A hallmark of political correctness is to question the psychology behind critics who question the dogma. It is the lets call you Sakharhov approach to argumentation. Contradictory positions are never responded to but psychologized instead. Admiration of Straw Dogs would be interpreted as an individuals personal affirmation of violence and barbarity, but, of course, it is no such thing and actually the polar opposite.
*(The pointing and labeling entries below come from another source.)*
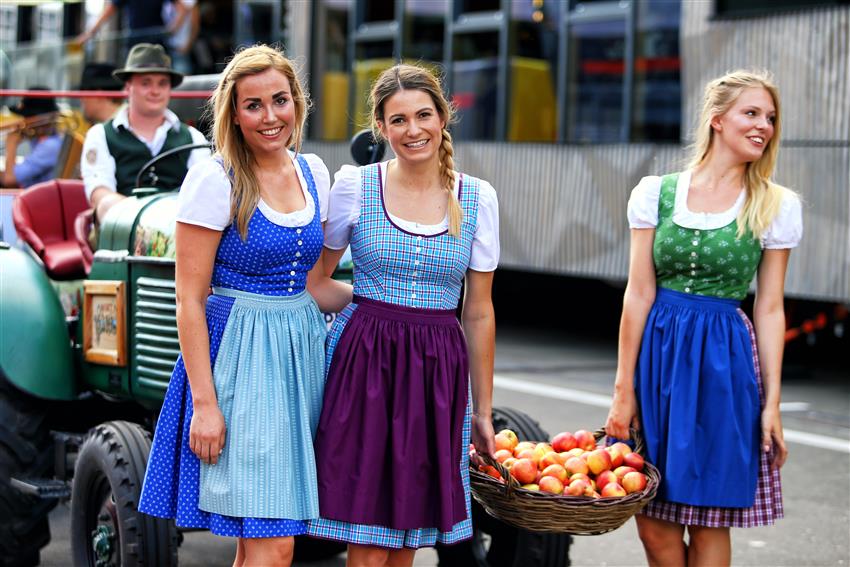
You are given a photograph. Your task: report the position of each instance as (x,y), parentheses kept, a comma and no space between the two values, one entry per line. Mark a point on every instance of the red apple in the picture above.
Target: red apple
(612,490)
(550,458)
(623,471)
(616,457)
(551,485)
(522,446)
(634,482)
(574,465)
(577,487)
(555,470)
(502,455)
(633,460)
(524,470)
(598,461)
(585,440)
(604,478)
(511,437)
(563,441)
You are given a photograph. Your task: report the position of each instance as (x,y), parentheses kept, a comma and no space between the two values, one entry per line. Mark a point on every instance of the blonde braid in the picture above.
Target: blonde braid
(447,174)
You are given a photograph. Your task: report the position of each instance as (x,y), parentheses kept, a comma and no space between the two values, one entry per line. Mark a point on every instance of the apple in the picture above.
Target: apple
(598,461)
(526,454)
(581,476)
(634,482)
(555,470)
(522,446)
(633,460)
(502,455)
(616,457)
(574,465)
(623,471)
(513,440)
(585,440)
(540,450)
(613,490)
(604,478)
(524,470)
(550,458)
(563,441)
(577,487)
(551,485)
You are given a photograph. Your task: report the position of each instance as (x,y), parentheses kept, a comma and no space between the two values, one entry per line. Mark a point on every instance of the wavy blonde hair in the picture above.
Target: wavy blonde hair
(764,197)
(228,140)
(412,77)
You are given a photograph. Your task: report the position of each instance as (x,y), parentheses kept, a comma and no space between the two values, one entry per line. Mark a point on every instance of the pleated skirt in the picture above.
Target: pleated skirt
(700,396)
(391,446)
(268,370)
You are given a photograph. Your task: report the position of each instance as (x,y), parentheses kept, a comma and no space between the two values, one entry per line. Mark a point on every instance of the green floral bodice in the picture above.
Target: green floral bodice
(703,262)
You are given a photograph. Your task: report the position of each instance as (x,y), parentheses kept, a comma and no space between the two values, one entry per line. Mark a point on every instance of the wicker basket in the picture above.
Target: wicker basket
(542,512)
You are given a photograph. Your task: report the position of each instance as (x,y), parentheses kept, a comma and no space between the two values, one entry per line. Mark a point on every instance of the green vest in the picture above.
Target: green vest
(704,262)
(131,154)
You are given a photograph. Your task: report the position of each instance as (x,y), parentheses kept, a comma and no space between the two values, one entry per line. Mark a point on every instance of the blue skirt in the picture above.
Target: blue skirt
(698,400)
(268,370)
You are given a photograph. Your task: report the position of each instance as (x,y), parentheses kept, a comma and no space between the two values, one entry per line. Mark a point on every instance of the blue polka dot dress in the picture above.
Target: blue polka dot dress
(267,352)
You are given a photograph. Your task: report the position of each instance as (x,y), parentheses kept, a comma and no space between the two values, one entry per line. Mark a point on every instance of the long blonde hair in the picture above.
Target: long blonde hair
(412,77)
(764,197)
(227,137)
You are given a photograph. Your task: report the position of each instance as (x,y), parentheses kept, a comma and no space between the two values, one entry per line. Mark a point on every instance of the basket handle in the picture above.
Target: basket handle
(511,483)
(634,434)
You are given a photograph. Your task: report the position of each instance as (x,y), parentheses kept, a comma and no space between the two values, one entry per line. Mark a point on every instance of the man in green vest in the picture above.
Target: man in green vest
(115,151)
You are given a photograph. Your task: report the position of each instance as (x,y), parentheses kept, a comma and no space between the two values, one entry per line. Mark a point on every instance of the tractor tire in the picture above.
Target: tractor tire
(26,451)
(497,544)
(107,529)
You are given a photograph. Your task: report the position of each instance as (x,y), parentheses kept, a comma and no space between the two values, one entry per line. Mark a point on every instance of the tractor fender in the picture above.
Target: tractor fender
(35,346)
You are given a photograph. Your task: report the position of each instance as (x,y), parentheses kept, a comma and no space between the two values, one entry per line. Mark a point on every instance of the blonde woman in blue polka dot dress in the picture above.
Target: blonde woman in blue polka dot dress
(700,380)
(233,449)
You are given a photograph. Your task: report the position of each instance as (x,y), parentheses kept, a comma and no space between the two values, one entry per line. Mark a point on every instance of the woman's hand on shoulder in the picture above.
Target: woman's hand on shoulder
(207,433)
To treasure the film is to value the fragile balance that is our society. The audience embraces Hoffman for his resourcefulness and we are elated when the village louts receive exactly what they deserve. An isolated intellectual in the beginning becomes a symbol for every domesticated man by the end. The film forces us to be grateful for the civilization to which we were born. It is a civilization that protects our mothers, wives, sisters, and daughters from predators
and defends us from ourselves. Straw Dogs reminds us just how fragile our hold is over the invisible forces within.
Probably the most violent and disturbing movie I have ever seen, moreso I think, because of the time period.
I always said the heart of conservatism is to see and deal with ourselves (and the world) as we really are and not as we would wish.
It is the utopians who think they can perfect humanity and create heaven on earth who end up causing far more slavery and slaughter than any barbarian.
Nevertheless, my favorite kind of movie. An ordinary man finds himself in extraordinary circumstances and rises to meet them and prevail.
One must acknowledge the dark side to be able to control it.
If one has a dark side.
Saw this movie years ago. Wasn't impressed, but I do remember the scene above. As I recall, the blackboard is enormous, and covered with complicated equations. His wife sneaks in and changes a plus into a minus. Later on, Dustin Hoffman walks in and starts working at his desk -- but is uncomfortable. Then he turns, faces the blackboard, and slashes down with chalk and turns the minus back into a plus.
It's hard to demonstate genius in a movie. I think this scene shows that Hoffman's character is smarter than the average bear. Nicely done.
Quite a lot of English villagers can have been none too amused at the way they were depicted. Of course in the seventies that was only the tip of the iceberg. Don't forget all those movies and novels of the period where they turn out to be secret demon worshippers who want the out-of-towners for their annual human sacrifice.
Southerners, of course, were equally ticked at the way they were portrayed in such movies as "Easy Rider" and "Deliverance".
Or maybe they just decide that they are urges that don't have to be obeyed.
If one has a dark side.
We all do.
That's lesson number two.
There were a lot of ticked-off people then. Odd for the 'love' generation....but they are the ones in charge now!!
That's easy to say, but impossible to prove.
Or maybe, they just haven't ever experienced those kinds of urges!!
Are even professional writers ignorant of the basics of word usage and grammar?
"an oppressive world of men of whom they are supposedly superior."
...to whom they are superior. Things are superior *to* other things, not "of" other things.
"female longing to which no radical feminist alive would ever condone."
No, we condone things, we don't condone "to" things. Try, "...female longing *that* no radical feminist alive would ever condone."
We're not all pedophile priests, they are a very small minority. Look at the millions and millions that have lived, that haven't done that sort of thing.